Não é preciso ser nenhum filósofo para constatar, hoje em dia, que a gente não morre mais como antigamente. A hospitalização, as unidades de terapia intensiva e a invenção dos transplantes caracterizam três grandes tendências do século XX que alteraram totalmente o horizonte da morte e do morrer. A perspectiva de ir terminar seus dias num leito de hospital, preso a uma série de tubos e aparelhos, e como um eventual doador de órgãos a serem retirados ainda vivos quando o paciente estiver legalmente morto (aliás, numa definição de morte legal para fins precípuos de transplantes), não existia antes da última grande guerra mundial.

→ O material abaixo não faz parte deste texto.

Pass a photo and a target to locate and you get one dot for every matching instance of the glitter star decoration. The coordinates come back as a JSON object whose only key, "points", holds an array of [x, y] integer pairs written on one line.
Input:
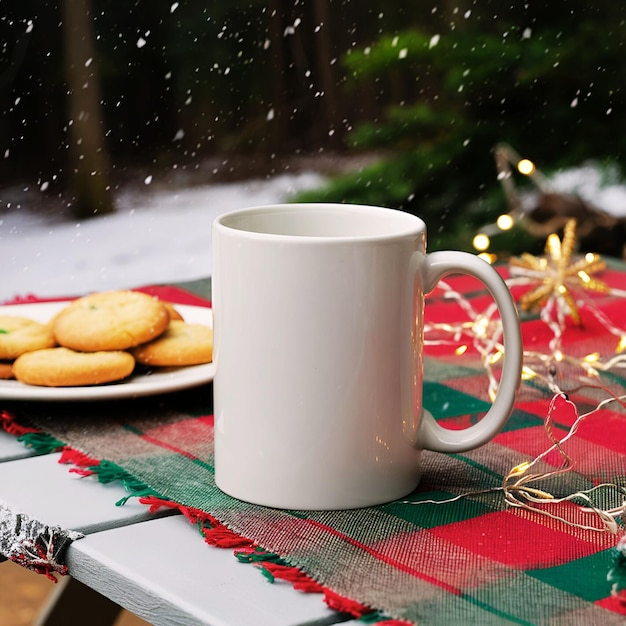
{"points": [[559, 275]]}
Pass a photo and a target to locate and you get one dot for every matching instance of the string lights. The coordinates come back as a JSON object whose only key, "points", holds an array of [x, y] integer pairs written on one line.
{"points": [[558, 286]]}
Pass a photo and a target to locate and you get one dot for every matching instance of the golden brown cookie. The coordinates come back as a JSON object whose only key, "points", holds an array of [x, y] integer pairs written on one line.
{"points": [[6, 370], [110, 320], [20, 334], [62, 367], [181, 344]]}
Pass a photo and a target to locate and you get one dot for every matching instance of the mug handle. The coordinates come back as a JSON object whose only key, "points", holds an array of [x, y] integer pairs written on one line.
{"points": [[433, 267]]}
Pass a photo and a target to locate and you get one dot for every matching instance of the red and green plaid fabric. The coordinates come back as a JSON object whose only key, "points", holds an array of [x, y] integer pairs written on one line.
{"points": [[430, 558]]}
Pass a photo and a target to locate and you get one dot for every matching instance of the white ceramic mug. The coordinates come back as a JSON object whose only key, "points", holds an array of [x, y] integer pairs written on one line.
{"points": [[318, 339]]}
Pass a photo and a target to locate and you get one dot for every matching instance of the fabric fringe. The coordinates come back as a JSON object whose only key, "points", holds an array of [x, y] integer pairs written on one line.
{"points": [[617, 574], [10, 424], [271, 565]]}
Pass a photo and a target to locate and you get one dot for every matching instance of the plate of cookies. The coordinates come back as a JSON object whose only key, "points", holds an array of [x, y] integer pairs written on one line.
{"points": [[105, 345]]}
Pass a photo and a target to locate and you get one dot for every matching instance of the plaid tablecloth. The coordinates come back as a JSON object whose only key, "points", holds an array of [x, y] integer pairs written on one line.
{"points": [[456, 551]]}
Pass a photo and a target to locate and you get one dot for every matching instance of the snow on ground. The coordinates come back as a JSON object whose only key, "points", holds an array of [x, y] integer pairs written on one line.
{"points": [[155, 237]]}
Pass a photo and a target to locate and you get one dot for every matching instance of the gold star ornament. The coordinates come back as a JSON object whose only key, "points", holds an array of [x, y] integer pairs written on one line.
{"points": [[558, 274]]}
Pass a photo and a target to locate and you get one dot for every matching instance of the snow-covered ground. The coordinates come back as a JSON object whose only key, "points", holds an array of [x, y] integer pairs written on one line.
{"points": [[155, 237], [160, 235]]}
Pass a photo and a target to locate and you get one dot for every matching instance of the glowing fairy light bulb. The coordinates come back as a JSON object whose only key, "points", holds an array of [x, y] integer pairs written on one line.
{"points": [[505, 222], [481, 242], [526, 167]]}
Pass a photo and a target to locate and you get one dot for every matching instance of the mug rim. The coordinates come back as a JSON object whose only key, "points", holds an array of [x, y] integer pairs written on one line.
{"points": [[403, 224]]}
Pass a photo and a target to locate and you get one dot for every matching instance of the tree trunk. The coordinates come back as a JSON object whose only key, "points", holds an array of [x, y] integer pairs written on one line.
{"points": [[325, 68], [280, 86], [89, 161]]}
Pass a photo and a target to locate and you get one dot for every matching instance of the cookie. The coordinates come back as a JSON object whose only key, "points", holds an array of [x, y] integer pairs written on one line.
{"points": [[20, 334], [110, 320], [181, 344], [62, 367], [6, 370]]}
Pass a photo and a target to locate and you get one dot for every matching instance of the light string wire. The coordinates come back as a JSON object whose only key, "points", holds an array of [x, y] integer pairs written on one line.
{"points": [[563, 290]]}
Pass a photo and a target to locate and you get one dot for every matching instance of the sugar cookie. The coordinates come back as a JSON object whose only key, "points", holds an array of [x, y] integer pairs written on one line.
{"points": [[62, 367], [20, 334], [181, 344], [110, 320]]}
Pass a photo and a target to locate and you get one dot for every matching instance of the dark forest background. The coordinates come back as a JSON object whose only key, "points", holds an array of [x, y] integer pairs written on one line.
{"points": [[91, 90]]}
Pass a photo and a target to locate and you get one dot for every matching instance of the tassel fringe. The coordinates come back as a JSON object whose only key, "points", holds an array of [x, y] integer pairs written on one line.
{"points": [[272, 566]]}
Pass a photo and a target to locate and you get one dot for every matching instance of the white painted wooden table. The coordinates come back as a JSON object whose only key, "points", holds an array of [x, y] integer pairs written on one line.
{"points": [[155, 565]]}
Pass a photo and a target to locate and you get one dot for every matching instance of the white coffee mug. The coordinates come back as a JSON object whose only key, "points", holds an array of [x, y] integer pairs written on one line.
{"points": [[318, 340]]}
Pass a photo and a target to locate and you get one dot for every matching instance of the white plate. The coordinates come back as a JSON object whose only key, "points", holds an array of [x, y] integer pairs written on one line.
{"points": [[156, 382]]}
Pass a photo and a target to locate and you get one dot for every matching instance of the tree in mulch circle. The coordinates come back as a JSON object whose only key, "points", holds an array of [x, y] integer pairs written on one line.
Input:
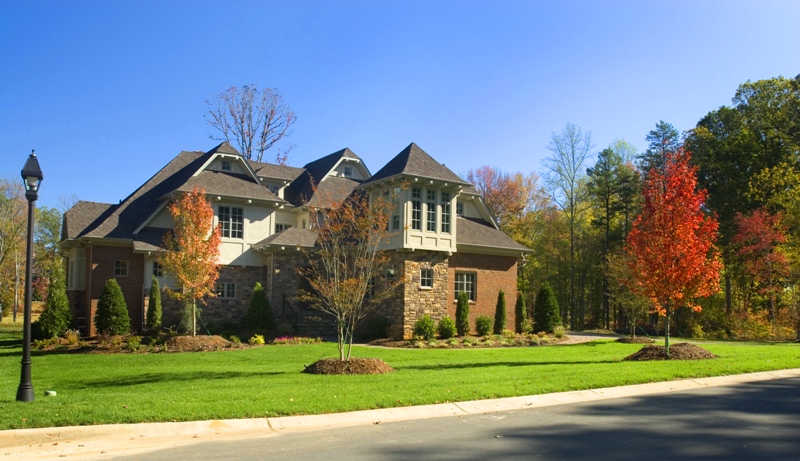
{"points": [[112, 316]]}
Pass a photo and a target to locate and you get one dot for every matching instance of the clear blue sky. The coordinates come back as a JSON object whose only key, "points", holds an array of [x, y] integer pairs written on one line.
{"points": [[107, 92]]}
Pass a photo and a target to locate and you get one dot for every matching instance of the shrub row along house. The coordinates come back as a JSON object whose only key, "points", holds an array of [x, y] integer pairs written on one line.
{"points": [[444, 239]]}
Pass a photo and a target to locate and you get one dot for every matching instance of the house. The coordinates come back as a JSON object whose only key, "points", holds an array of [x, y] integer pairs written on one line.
{"points": [[444, 238]]}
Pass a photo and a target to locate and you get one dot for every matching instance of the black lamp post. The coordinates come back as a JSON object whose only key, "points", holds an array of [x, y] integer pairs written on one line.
{"points": [[32, 176]]}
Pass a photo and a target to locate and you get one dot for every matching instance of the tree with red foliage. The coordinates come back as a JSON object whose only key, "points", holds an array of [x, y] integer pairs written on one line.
{"points": [[672, 241], [192, 252], [759, 238]]}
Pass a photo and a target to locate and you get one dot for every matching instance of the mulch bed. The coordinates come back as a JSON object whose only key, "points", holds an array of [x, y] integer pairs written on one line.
{"points": [[354, 366], [680, 351]]}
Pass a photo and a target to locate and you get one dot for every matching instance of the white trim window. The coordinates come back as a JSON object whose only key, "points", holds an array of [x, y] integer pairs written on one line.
{"points": [[467, 281], [231, 220]]}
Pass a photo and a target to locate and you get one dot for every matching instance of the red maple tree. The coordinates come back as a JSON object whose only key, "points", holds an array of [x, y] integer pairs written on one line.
{"points": [[759, 238], [672, 240], [192, 251]]}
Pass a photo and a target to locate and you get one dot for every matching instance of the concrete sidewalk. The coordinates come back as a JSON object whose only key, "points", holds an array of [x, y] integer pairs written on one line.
{"points": [[110, 441]]}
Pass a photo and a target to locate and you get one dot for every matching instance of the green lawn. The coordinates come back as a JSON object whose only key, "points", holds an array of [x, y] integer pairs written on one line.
{"points": [[266, 381]]}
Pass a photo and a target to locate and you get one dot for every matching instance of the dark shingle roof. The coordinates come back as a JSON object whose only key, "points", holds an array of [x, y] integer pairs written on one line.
{"points": [[477, 232], [414, 161], [291, 237]]}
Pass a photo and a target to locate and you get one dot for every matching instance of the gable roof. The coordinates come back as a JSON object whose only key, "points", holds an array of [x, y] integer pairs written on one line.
{"points": [[413, 161]]}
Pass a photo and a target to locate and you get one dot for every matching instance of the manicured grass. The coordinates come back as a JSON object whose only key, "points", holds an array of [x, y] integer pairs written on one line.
{"points": [[266, 381]]}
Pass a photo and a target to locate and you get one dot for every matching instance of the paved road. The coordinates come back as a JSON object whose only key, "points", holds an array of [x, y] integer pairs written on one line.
{"points": [[752, 421]]}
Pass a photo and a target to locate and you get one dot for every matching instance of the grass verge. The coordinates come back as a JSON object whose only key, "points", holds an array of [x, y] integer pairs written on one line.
{"points": [[266, 381]]}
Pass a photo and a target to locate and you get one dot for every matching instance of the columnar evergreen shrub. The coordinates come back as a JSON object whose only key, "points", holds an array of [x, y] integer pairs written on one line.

Técnicas extremamente artificiais que nos pareciam adequadas quando aplicadas a um jovem e forte soldado ferido gravemente no Vietnã e que só precisava de algumas horas para chegar ao Hospital de Frankfurt, de onde teria grandes perspectivas de sair capacitado a uma reintegração à vida normal dos cidadãos, chocaram terrivelmente os brasileiros quando aplicadas ao presidente eleito Tancredo Neves, com um quadro clínico totalmente diferente. Técnicas e procedimentos que dão aos profissionais da saúde novos poderes de retardar ao máximo a hora da morte implicam obviamente um acréscimo de responsabilidade na grave questão de definir afinal quando então seria preciso desistir, aceitando o irreversível. A tentativa de definir a “ortotanásia” como um “justo meio termo” entre a eutanásia (apressada), e a distanásia (obstinada), parece ser antes um sintoma do problema do que uma verdadeira e definitiva solução. Aliás, para quem aceitar um pluralismo de definições da morte, entendida de várias maneiras como “um processo”, parece que o conceito genérico da “irreversibilidade” continuará como o mais proveitoso ou operacional nos diversos casos. Nem todos preferem, é claro, a definição enunciada por H. Tristam Engelhardt, Jr. (Fundamentos da Bioética, 1998, p. 296) da pessoa que se consideraria morta “quando seu corpo começasse a cheirar mal sob o sol do verão do Texas”. E se os mais obstinados na recusa da hora da morte chegam a pedir para serem congelados, há um dado que mesmo eles deveriam levar em conta: ninguém, a rigor, pode dar garantia absoluta de que daqui a 50 ou 100 anos, quando a medicina tiver descoberto a cura da doença que os condenou, haverá lugar no planeta para (o retorno de) mais um indivíduo, na hipótese da superpopulação. De modo que o projeto da “conservação criônica” lembra a muitos filósofos o conceito da “má infinitude”, que lança para o puramente quantitativo algo que teria de ser resolvido em termos qualitativos.


II.

Entre os filósofos que dão atenção às questões da Bioética, há dois nomes que muito se destacam no tratamento dos assuntos relacionados com a morte: Robert Veatch e Peter Singer. Por ser o primeiro bastante conhecido entre nós, especialmente pelo Prof. Carlos Fernando Francesconi, proponho-me a trazer agora para a discussão algumas das idéias do eticista australiano (de origem austríaca e judaica) Peter Singer, que inclusive publicou em 1994 um livro que, traduzido aos espanhol há cinco anos, intitulou-se “Repensar la vida y la muerte.El derrumbe de nuestra ética tradicional” (Paidós, Barcelona, Buenos Aires, México).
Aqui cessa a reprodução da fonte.